Now Trident Winds, a British company, has proposed something new in the field of power production: a floating array of 100 large wind turbines to be located 15 miles offshore that would send as much as 1,000 megawatts to Central Coast and Northern California power users.

The proposal by Trident has a long way to go — it needs Dynergy’s approval to utilize its power lines, a green light from Morro Bay officials, and a slew of other regulatory permissions that will take five years or more to get.

Dynergy itself has been working on a separate wave energy project for the past year or more.

The region has a long history with wind turbine development.

Jim  Dehlsen, a former UCSB professor, launched two wind turbine companies, Zond, now part of GE and Clipper Windpower which operated in Carpinteria and was sold to United Technologies. That operation has been shut down.

The floating wind turbines in Morro Bay would effectively replace the conventional power plant that’s long been shut down. It would also become the third major alternative power plant in SLO County, turning the Central Coast into a diversified hub for the state’s sustainable power future.
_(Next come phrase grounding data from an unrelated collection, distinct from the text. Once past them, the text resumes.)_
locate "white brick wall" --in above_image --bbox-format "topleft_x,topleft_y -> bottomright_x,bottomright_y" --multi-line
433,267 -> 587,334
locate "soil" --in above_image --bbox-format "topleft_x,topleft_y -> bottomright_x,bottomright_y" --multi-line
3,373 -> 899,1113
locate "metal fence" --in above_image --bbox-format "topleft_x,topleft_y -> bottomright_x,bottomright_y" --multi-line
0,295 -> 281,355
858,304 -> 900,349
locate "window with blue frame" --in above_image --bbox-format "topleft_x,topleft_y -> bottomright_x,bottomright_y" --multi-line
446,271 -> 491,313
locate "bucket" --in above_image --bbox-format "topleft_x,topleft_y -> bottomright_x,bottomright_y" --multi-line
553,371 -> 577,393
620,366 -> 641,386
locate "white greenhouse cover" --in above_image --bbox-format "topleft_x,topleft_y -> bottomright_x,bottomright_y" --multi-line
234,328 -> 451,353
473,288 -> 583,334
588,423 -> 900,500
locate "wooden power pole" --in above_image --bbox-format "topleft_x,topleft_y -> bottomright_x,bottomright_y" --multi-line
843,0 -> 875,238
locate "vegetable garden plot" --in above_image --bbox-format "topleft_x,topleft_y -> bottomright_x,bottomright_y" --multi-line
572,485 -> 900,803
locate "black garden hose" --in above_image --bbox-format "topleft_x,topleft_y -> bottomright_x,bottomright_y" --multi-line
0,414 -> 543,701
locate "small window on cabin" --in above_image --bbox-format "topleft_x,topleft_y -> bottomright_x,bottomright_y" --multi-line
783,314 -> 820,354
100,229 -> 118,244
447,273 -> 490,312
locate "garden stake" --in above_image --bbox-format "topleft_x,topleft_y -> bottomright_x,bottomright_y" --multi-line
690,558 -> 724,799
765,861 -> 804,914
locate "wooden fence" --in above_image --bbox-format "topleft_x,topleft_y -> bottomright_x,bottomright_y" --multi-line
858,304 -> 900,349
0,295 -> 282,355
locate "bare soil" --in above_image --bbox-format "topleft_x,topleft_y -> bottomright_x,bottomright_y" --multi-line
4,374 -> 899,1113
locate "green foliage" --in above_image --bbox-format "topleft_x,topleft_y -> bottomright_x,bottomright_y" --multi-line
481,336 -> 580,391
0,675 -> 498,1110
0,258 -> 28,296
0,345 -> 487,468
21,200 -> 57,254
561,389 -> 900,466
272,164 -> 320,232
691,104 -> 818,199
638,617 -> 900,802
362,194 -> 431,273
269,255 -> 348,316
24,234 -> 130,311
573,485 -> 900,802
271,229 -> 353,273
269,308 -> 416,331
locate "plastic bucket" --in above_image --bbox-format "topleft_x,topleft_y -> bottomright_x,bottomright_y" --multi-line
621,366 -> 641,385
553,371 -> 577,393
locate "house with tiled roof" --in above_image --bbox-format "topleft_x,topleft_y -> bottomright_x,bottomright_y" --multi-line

With two major solar farms and the Diablo Canyon Nuclear Plant near Port San Luis, SLO County already punches far above its weight in terms of low fossil fuel power production.

The technology Trident is proposing has been proven but is expensive to install. A similar facility is planned offshore at Koos Bay, Ore., and will provide a key test of economic viability.

There’s a very long way indeed from a proposal to actually producing power.

But the state is determined to be an alternative energy leader and SLO County has embraced the idea of leadership in clean energy as a way forward.

Game on.

Leffert will be missed

For the second time in weeks, a tri-county academic leader has said they are moving on. Nancy Leffert, who made an impressive effort at better connecting Antioch University’s Santa Barbara campus to the community, has announced her retirement.

On her watch, Antioch made a strong outreach effort to the South Coast’s Hispanic community, she strengthened her ties to nonprofits, offering classes to raise the quality of leadership, and attracted a unique partnership with the Hutton Parker Foundation to find a new home.

Leffert is a nationally recognized scholar in the field of childhood development and she leaves a strong legacy.

Like CSU Channel Islands President Richard Rush, who also is leaving at the end of this year after an impressive run, she will be very hard to replace.